Conclusions de l’observation directe :  l’orque est mobile, effectue de temps à autres des frappes de l’eau avec sa caudale et reste très peu de temps en surface. Elle est très difficile à repérer : temps de surface court, corps peu émergé au-dessus de l’eau, tête jamais apparente, apnées plutôt longues. Ce qui explique probablement pourquoi elle n’a été observée qu’une fois entre l’estuaire de la Seine et Jumièges ce jour (soit près de 60 km en amont du Pont de Normandie) alors qu’elle a traversé des zones habitées.

Figure 1 – Carte des positions de l’orque entre le 18 et le 23 mai 2022. L’orque a parcouru environ 60 kilomètres en amont du Pont de Normandie

Avec l’aide des médias, le GECC multiplie ses appels au signalement des observations de l’orque.

MARDI 24 MAI

Après avoir dérushé ses images vidéo en HD, gelé et agrandi des images, le vice-président, découvre ce qu’il n’avait pas vu à l’œil nu ni aux jumelles : l’orque est amaigrie, sa peau est abîmée et présente quelques traces pouvant faire penser à une mycose. Il appelle alors l’Observatoire Pelagis, coordonnateur du Réseau National Échouages, et référent pour les situations sanitaires des mammifères marins. La description de ses observations et les photographies leur sont transmises (ci-dessous).
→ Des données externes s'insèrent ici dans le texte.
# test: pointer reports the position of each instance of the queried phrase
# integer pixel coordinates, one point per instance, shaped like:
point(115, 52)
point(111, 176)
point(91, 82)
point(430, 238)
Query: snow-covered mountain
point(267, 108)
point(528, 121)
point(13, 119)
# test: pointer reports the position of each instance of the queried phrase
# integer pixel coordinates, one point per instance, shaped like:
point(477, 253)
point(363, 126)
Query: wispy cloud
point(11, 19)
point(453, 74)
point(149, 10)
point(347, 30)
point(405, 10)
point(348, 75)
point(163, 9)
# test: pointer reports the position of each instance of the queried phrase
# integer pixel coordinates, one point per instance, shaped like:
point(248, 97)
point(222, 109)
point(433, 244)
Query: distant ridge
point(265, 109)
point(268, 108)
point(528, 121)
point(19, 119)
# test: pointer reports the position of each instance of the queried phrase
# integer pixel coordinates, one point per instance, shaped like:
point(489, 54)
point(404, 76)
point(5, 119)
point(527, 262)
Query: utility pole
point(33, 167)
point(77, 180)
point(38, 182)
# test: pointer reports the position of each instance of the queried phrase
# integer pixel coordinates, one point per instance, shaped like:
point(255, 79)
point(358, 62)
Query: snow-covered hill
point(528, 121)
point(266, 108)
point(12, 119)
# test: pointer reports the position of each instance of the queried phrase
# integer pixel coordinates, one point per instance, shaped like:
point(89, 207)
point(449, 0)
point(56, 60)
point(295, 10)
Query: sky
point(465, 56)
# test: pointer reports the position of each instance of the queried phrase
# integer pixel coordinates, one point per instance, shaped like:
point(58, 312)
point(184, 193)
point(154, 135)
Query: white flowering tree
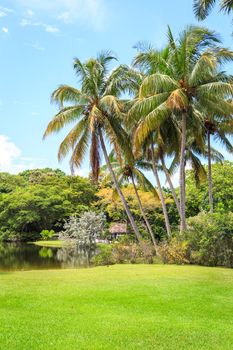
point(84, 230)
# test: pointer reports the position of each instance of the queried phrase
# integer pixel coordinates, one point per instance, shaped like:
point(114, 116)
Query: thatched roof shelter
point(119, 228)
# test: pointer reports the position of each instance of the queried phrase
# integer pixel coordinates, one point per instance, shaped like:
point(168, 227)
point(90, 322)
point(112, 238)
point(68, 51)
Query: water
point(18, 256)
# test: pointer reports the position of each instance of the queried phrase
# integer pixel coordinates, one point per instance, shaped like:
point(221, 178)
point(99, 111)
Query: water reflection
point(15, 256)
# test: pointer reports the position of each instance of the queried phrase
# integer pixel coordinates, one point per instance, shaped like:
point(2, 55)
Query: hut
point(117, 229)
© Gérard Mauger – images de l’orque – 23 mai 2022

Le GECC prend contact avec l’Office Français de la Biodiversité (OFB) et avec des experts du suivi des populations d’orques.

Le GECC décide de suspendre les dossiers en cours et réunions programmées pour se consacrer à cet événement. Il poursuit la sensibilisation des riverains et les marins des bacs qui effectuent la traversée de la Seine pour signaler leurs observations de l’orque, perdue de vue depuis la veille au soir.

L’information circule à grande vitesse sur les réseaux sociaux. Le GECC commence à être très sollicité par les médias.